A lot of people are happy with adding a bird to a list on call alone, something that I do for the local patch year list, but whenever its a county or UK first, I like to have a sight record, just for completeness.

The weather and timing were good for a chance of seeing these ginger, swamp dwellers and we had planned an early spring visit for a few years but just hadn't gotten around to it. There is always something else happening. Having seen Cetti's in various places further south and abroad, there was never any great push to get one up here, but is was always in the back of my mind.

We parked up at the south end of the North Pool and headed up to the South East corner hide, a good place for them. As we arrived at the track to the hide, the machine gun rattle of a male Cetti's could be heard in the tall reeds about 100 mtrs away. The sun shone and it was calm on this side of the reeds so hopefully one might appear.  

After about 15 mins the song came again, much closer this time, in a wedge shaped island of reeds between two cut channels. Surely we had this one in the bag now, its right outside the hide and it has to venture into the open to move around. Then after a few minutes, a small brown bird flew like a bullet out of the reed base across the water and it was gone. Seen, but not quite what we had in mind.
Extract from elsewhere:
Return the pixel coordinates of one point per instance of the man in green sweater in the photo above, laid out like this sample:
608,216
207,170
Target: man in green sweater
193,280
As we waited, a Water Rail flew across the same channel, squealing as it did so. It then landed, did a funny jig around before vanishing into cover.

Then, Cetti's song came from behind the hide at our backs in some hawthorns.

We left the hide and moved along the track. Here some sparse small bushes grow from the long grass, and there at the far left was a movement. Through the bins it was calling, tail swinging Cettis Warbler. It looked a bit agitated, then it was soon joined by a second bird just as jittery as the first. They chased around tails waving and calling as they went. Then a third bird appeared that we took to be a female, as it remained quite calm and quiet as the other two ran around the bush for a while before breaking away into thicker cover.

Not bad, 4 sightings of at least 3 birds far exceeded our expectations, leaving my Northumberland List on a nice rounded 360 sp.


 After that we headed up to Hauxley where Willow Tit and a few hundred Pink feet were the highlight ( after the superb Swarovski NL Pures of course).

Back home this afternoon in the warming sun, my fist Bumblebee and Peacock Butterfly of the year were both on the wing.